Your pay depends on your productivity and occupation. If you earn roughly the same as others in your job, with the precise level determined by your performance, then you’re paid market value. And who can question something as objective and impersonal as the market? That, at least, is how many of us tend to think. But, we need to think again, according to Jake Rosenfeld, associate professor of sociology in Arts & Sciences at Washington University in St. Louis.
With his new book, “You’re Paid What You’re Worth,” Rosenfeld challenges the idea that we’re paid according to objective criteria, while placing power and social conflict at the heart of economic analysis.
“The core question that animates me — at least in my day job — is who gets what and why? This is the book I’ve been thinking of writing for a few decades now, and my hope is that I’ve provided a new perspective to everyone out there who has ever wondered about what determines that number on their paycheck,” Rosenfeld said.
Job performance and occupational characteristics do play a role in determining pay, but judgments of productivity and value are also highly subjective, according to Rosenfeld. What makes a lawyer more valuable than a teacher? How do you measure the output of a police officer, a professor, or a reporter? Why, in the past few decades, did CEOs suddenly become hundreds of times more valuable than their employees?
The answers lie not in objective criteria but in battles over interests and ideals. In this context four dynamics are paramount: power, inertia, mimicry and demands for equity. Power struggles legitimize pay for particular jobs, and organizational inertia makes that pay seem natural. Mimicry encourages employers to do what peers are doing. And workers are on the lookout for practices that seem unfair.
Drawing on cutting-edge economics, original survey data and compelling stories, Rosenfeld’s new book shows how these dynamics play out in real-world settings.
Economic inequality in America: How did we get here?

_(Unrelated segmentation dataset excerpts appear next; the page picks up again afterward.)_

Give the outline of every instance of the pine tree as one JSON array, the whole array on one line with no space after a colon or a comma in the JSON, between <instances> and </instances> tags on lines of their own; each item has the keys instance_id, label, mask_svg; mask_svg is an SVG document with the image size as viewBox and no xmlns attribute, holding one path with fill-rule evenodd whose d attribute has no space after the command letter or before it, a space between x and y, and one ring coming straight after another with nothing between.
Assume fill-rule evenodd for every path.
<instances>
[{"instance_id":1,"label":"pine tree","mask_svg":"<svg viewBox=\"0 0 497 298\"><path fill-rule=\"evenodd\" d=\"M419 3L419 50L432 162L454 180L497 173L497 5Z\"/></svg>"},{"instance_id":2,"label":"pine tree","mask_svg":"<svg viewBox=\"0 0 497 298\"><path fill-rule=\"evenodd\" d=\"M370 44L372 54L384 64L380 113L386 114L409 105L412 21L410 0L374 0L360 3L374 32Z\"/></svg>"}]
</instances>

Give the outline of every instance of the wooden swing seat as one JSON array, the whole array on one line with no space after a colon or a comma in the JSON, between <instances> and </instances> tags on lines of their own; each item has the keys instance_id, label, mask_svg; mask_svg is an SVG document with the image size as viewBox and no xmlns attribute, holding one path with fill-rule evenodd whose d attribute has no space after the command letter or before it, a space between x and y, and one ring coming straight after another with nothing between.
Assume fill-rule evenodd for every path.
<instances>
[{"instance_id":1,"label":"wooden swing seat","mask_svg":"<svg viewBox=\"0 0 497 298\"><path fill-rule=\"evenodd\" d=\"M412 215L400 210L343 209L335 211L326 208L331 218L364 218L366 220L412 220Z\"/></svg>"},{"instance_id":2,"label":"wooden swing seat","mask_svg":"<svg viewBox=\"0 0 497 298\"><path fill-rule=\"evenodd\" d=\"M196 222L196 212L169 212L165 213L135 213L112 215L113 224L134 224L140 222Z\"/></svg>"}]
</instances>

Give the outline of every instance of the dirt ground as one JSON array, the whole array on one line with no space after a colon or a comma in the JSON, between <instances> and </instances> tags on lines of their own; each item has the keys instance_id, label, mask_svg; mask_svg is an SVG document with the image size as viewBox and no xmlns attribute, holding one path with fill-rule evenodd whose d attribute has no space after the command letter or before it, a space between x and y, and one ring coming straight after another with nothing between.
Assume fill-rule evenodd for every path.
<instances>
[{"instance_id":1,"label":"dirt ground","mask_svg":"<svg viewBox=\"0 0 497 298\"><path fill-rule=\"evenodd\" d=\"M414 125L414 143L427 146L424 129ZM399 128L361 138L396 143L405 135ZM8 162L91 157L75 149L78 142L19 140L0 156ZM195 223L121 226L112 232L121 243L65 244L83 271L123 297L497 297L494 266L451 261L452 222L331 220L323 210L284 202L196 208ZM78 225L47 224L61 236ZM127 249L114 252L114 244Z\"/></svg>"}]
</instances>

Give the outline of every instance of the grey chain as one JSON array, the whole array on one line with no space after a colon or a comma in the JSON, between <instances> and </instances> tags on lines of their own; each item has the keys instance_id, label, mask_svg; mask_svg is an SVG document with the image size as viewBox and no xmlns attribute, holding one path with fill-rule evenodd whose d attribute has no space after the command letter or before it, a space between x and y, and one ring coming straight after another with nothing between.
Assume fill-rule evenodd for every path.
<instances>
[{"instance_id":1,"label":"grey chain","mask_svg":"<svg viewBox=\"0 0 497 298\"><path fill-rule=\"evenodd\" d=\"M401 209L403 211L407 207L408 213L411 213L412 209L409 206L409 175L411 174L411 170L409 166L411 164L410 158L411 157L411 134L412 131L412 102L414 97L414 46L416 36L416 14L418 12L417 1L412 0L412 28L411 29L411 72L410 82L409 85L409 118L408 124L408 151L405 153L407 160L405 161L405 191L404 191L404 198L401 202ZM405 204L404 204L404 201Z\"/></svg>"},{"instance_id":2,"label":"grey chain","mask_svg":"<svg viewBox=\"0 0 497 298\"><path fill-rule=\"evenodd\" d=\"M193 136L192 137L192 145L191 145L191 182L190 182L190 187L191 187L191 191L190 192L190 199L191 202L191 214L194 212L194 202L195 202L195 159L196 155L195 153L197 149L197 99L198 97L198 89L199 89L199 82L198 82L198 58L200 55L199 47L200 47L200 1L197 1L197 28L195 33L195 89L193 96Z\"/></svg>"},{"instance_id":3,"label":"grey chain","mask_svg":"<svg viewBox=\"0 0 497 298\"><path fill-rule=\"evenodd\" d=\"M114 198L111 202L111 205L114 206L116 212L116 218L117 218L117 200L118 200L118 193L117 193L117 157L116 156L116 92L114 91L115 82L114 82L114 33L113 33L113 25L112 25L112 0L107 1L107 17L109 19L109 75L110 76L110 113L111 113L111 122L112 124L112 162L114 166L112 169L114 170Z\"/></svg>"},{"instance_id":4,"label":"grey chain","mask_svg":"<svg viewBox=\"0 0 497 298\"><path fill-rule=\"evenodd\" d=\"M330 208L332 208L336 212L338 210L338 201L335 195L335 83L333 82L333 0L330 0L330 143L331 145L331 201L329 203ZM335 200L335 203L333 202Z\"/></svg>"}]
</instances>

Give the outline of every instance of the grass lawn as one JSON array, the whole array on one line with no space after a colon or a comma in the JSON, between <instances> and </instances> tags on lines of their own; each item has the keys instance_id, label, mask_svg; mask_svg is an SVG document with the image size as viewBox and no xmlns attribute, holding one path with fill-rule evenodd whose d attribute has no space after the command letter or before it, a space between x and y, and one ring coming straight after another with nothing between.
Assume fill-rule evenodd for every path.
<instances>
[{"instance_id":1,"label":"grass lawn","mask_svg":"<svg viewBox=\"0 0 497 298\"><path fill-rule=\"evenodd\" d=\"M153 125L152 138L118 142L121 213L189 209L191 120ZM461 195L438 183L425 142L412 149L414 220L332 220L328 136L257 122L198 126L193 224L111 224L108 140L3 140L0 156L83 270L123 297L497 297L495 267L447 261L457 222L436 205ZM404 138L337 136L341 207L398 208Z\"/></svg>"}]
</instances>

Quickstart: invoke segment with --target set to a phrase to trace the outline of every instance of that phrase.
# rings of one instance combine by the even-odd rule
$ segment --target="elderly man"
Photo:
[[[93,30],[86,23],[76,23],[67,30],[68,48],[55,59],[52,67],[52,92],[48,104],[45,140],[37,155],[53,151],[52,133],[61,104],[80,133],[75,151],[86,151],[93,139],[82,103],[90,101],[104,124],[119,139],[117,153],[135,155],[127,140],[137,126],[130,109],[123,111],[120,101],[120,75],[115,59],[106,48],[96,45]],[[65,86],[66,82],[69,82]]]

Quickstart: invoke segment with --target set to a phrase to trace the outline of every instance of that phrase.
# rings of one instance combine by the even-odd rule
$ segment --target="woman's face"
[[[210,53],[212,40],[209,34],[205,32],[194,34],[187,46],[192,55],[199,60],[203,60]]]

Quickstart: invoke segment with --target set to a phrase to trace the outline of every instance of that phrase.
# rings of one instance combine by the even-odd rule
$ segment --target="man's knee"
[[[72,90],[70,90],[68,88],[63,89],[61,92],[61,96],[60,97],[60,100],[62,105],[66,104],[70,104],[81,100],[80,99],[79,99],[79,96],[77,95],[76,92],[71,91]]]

“There is nothing inevitable about our present moment of skyrocketing inequality — of some lucky individuals capturing so much of the nation’s income, while many more struggle to get by,” Rosenfeld said. “We as a country made a series of decisions to get us to where we are, meaning that it is within our control to undo the damage.”
Income inequality in the U.S. is the highest of all the G7 nations, according to data from the Organization for Economic Cooperation and Development. But it wasn’t always this way.
“It’s been a decades-long process of employers gaining more and more power over pay-setting, with many employees relegated to accepting whatever amount their bosses offer,” Rosenfeld said. “A big — though not the only — part of this story is the drastic decline of organized labor in this country, alongside the rise of a new management philosophy that maintains that profits should be redistributed upward, not shared broadly with workers.”
As the recent election and current debate over raising the federal minimum wage has shown, there is growing sentiment among Americans that the current system is seriously misaligned. Yet there is no clear consensus on how to rebalance the system.
“Looking historically and cross-nationally, there really isn’t a clear example of a country that’s managed to share its prosperity broadly and that lacks a powerful labor movement of some sort,” Rosenfeld said.
“So absent a revitalization of organized labor in this country, it’s hard to imagine a steep reduction in economic inequality. But a reawakened labor movement need not look nor act like its mid-20th-century forebear — there are examples to choose from assuming the political and popular will is there.”